Démocratie et populisme

Le populisme est occupé à gripper la mécanique démocratique jusqu’à la rendre inopérante.
Certes, le mot « populisme » peut être envisagé dans un sens positif ou négatif selon le sens que l’on donne au mot  » peuple ».
Dans un sens positif, il s’agit de l’ensemble de la population d’un pays en âge d’exercer son droit électoral. Ainsi les parlements représentent le peuple dont ils tirent leur légitimité : « Vox populi, vox Dei ». Les tribunaux d’assises donnent leur verdict au nom du peuple. C’est ce sens qu’on retrouve dans les mots d’ordre des révoltes arabes ou israéliennes :  » Le peuple veut la justice sociale », « le peuple veut la chute du système »
Mais ce peuple, pris globalement est indifférencié, diversifié et représente toutes les faces de la société, sombres comme lumineuses. Les partis populistes flattent le peuple dans ce qu’il a de moins bon. Mais attention à trop simplifier, à trop caricaturer la situation. Car comme le disait Fabius, l’extrême droite pose de bonnes questions mais donnent de mauvaises réponses.

Car, aussi paradoxal que cela paraisse, les partis populistes, comme le FN en France, la NVA en Belgique, « les bons finlandais », etc. gagnent du terrain quand les partis au pouvoir n’écoutent pas assez les vraies doléances de la population précarisée par les jeux scandaleux des marchés financiers et les incohérences des politiques libérales et capitalistes.
Quand les gouvernements sont impuissants devant les spéculateurs, qui en même temps donnent une note négative à cause de l’endettement public et les forcent à une politique de rigueur et puis les sanctionnent pour ne pas assez relancer la croissance.
Quand on pénalise les chômeurs parce qu’ils ne trouvent pas un emploi alors qu’il n’y en n’a pas pour tout le monde. Quand, faute de crédit, le Samu social qui s’occupe des SDF doit fermer ses portes….

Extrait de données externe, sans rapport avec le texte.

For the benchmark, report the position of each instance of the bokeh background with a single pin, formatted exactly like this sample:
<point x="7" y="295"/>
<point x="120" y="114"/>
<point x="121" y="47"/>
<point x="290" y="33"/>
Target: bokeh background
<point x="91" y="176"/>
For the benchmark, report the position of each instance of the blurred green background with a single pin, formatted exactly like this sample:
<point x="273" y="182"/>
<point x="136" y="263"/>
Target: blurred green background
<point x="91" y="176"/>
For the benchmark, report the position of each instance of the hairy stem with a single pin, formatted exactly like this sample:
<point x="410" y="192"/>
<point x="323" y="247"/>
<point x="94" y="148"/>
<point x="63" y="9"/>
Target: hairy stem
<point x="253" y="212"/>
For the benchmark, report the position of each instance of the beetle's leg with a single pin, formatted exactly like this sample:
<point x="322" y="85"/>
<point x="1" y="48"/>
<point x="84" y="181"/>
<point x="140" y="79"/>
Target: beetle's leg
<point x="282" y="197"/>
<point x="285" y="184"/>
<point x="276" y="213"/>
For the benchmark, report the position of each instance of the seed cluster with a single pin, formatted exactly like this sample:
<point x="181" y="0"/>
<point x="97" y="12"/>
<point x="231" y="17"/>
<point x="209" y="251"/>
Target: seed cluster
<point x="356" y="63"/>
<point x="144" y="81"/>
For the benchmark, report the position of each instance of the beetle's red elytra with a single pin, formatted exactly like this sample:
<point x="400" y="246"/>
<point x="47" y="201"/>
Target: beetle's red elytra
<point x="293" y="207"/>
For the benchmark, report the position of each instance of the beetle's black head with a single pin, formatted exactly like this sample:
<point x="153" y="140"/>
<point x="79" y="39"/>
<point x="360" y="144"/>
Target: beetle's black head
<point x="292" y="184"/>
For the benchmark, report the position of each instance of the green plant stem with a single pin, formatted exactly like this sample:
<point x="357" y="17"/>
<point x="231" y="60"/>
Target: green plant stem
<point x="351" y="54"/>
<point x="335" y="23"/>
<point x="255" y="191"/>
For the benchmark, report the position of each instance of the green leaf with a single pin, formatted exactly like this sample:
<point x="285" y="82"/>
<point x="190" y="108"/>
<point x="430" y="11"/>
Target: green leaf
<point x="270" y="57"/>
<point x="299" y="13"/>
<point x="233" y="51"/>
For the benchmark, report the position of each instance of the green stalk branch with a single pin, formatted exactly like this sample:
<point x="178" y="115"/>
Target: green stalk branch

Le populisme naît à partir du moment où nos dirigeants politiques ne s’intéressent plus au « petit peuple », le « peuple d’en bas ». Il naît de la coupure entre une petite élite qui détient une majeure partie des rouages de la société et l’ensemble de la population, qui n’a plus grand chose à dire. C’est ce que REX (1), avant la guerre de 40 nommait « le pays réel ».
L’autre danger du populisme, c’est qu’il a besoin de boucs émissaires pour trouver des responsables aux situations indignes que vivent beaucoup de nos concitoyens : les immigrés, les demandeurs d’asile, les Roms et les tziganes, les musulmans qui prient dans les rues et qui demandent des mosquées etc.

Que faut-il faire, alors que tout le monde se lamente sur la montée de l’extrême droite ?

Certes le phénomène n’est pas nouveau. Depuis le 21 avril 2002, l’alerte avait déjà été donnée. Qu’a-t-on fait pour parer à la catastrophe ? C’est un peu comme les Japonais qui découvrent qu’une centrale nucléaire placée sur une faille sismique peut exploser.

Pour contrer l’extrême droite, il ne faut pas courir après elle, car elle a toujours une coudée d’avance sur vous. Il faut s’en prendre aux causes des maux qu’elle dénonce souvent à juste titre : la pauvreté croissante, le chômage, les inégalités, la corruption, les injustices. L’ascenseur social est en panne. La devise de la France est restée lettre morte : où est la solidarité quand l’impôt taxe plus les pauvres que les riches, où est l’égalité quand il faut travailler un siècle pour gagner ce que gagne un grand patron, où est la liberté quand les grands médias sont aux mains de grandes familles proches du pouvoir ? (2).

Jean-Marie Delcourt.

1. Rexisme : Mouvement antiparlementaire belge lancé en 1935 par Léon Degrelle (Larousse).
2. Texte abrégé d’un article publié ici antérieurement.